Dear Members of the Brown University Community,
For over two and a half centuries, the health and vitality of Brown and that of Providence and Rhode Island have been deeply intertwined. With the spread of COVID-19 across the country and the world, Brown and the city and state we call home are confronting an unprecedented set of challenges. We all feel the severe effects of this pandemic – in our jobs, our schools, and our neighborhoods.
The Brown community has come together in a wonderful way to support our local community on a multitude of fronts. An effort by Brown faculty and staff has gathered more than 4,000 N95 masks and other essential medical supplies for donation to Rhode Island health care agencies and providers. Over 150 Brown medical students have volunteered to provide direct assistance to health care providers and agencies. And researchers from the Department of Economics and the School of Public Health have partnered with the Rhode Island Department of Health to develop methods to better track the spread of COVID-19. These are only a few of the many examples in recent weeks.
In recognition of the rapidly evolving impact of COVID-19 on our local community, Brown will invest in three new initiatives that build on Brown’s longstanding commitment to Providence and Rhode Island. These initial efforts will focus on addressing the immediate needs of local residents, businesses, and nonprofit organizations and providing urgent medical support.
Community Meal Service
To provide immediate local relief, Brown has partnered with the City of Providence and the Healthy Communities Office to purchase and distribute meals for residents of the city with food security needs.
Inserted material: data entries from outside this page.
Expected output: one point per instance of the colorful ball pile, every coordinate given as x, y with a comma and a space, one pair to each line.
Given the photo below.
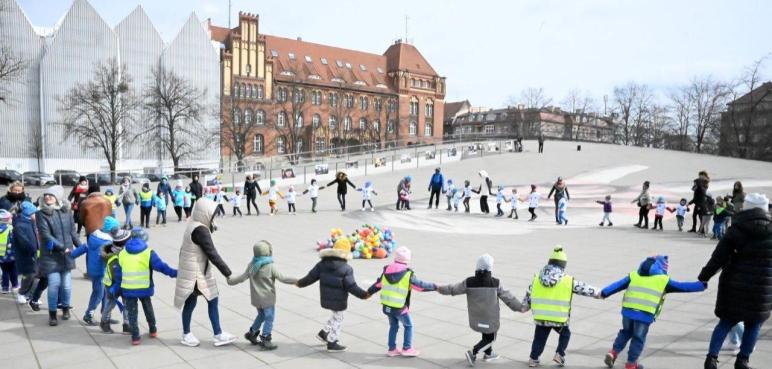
367, 242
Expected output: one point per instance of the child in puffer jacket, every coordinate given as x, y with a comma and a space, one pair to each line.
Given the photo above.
483, 293
262, 275
95, 265
549, 297
395, 283
643, 301
336, 281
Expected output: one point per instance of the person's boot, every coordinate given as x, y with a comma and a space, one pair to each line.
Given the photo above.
711, 362
252, 337
266, 344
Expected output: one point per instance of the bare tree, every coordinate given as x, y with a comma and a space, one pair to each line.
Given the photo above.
98, 113
179, 112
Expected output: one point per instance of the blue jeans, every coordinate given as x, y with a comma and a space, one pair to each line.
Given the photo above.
635, 332
264, 318
750, 336
128, 208
395, 317
59, 284
97, 294
187, 314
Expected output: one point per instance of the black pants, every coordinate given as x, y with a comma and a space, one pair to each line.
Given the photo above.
133, 311
485, 344
144, 216
484, 204
540, 336
251, 201
435, 195
643, 216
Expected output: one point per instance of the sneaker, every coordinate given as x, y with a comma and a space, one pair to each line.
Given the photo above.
335, 347
393, 353
610, 359
488, 358
410, 352
322, 336
190, 340
470, 358
559, 359
223, 339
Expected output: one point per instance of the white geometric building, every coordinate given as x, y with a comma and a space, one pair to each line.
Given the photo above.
67, 54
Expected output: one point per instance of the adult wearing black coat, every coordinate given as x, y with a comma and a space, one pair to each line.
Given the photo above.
744, 256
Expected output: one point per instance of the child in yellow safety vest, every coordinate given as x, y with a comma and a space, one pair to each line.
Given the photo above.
136, 264
641, 304
549, 298
395, 283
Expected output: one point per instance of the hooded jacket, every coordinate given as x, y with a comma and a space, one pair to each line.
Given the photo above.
196, 252
549, 276
135, 246
394, 272
483, 293
744, 257
262, 279
651, 266
336, 280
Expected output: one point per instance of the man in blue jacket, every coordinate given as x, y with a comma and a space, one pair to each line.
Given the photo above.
436, 187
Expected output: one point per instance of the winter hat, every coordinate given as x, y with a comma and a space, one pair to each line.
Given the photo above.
5, 216
402, 255
27, 209
485, 262
110, 224
558, 257
756, 200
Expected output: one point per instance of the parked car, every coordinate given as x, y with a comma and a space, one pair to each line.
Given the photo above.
38, 179
8, 176
66, 177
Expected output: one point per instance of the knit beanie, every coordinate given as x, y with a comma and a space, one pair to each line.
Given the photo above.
402, 255
485, 262
756, 200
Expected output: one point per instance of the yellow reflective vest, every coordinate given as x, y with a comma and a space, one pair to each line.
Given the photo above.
646, 293
552, 304
135, 269
395, 295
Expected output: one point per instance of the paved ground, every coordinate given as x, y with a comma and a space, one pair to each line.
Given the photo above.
445, 247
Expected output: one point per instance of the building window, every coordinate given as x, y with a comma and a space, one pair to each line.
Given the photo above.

Brown Dining Services will purchase and prepare five-day food packs in on-campus dining facilities while following strict public health and safety protocols regarding social distancing and sanitation. This initiative will launch on Tuesday, April 7, and continue through the month of May. We anticipate this partnership will produce 24,000 meals for over 1,600 people during the course of a two-month period. With this support, we hope to help some of our most vulnerable neighbors in this challenging time.
Brown COVID-19 Research Fund
Brown COVID-19 Seed Funds are a one-time funding mechanism intended to fast track innovative research proposals that directly address the urgent needs of the COVID-19 pandemic. These awards will support research with the potential for significant and rapid impact on human health with respect to the disease (COVID-19) or the causal virus (SARS-CoV-2), and research that involves the use of Brown’s facilities to produce products of immediate need for the health care system in Rhode Island and the nation. For example, Brown researchers have already manufactured and donated enough viral transport medium, a solution used for COVID-19 testing, for 2,100 tests, and we anticipate that these efforts will continue. Faculty members can direct inquiries and submit proposals to [email protected].
Support for Local Businesses and Nonprofit Organizations
In addition, Brown is undertaking an array of initiatives to support local businesses and nonprofit organizations during this time of need. The Real Estate & Auxiliary Housing Office granted rent deferrals for the month of April and May to retail tenants who have ceased normal operations due to state-mandated closures of non-essential businesses to stem the spread of the pandemic. The Brown Arts Initiative launched a Community Development Grant that will award $2,000 grants to 10 local artists in recognition of the severe impact of the pandemic on the arts community. And over 300 Brown faculty and staff contributed $28,000 to 401Gives, an online fundraising campaign for local nonprofits. This is in addition to Brown’s $100,000 contribution to the Rhode Island COVID-19 Response Fund, a joint effort by United Way of Rhode Island and the Rhode Island Foundation to support local nonprofit organizations affected by the pandemic.
There is a great deal of uncertainty around the COVID-19 pandemic, and the long-term financial consequences for Rhode Island, the country and the world are unclear. Brown administrators are in regular communication with city and state leaders and are exploring a multitude of ways in which the University can continue to support the fight against COVID-19. Brown also remains in discussions with the state and health system partners about using unoccupied dormitory spaces to meet needs identified by the state and others on the front lines of the pandemic. Over the coming weeks and months, it is imperative that we all work together to maintain our community.
I am inspired and moved by the many students and employees of Brown who continue to show tremendous commitment to supporting the Providence and Rhode Island community. I am deeply grateful for everyone’s ongoing engagement and partnership with our local community during this public health crisis.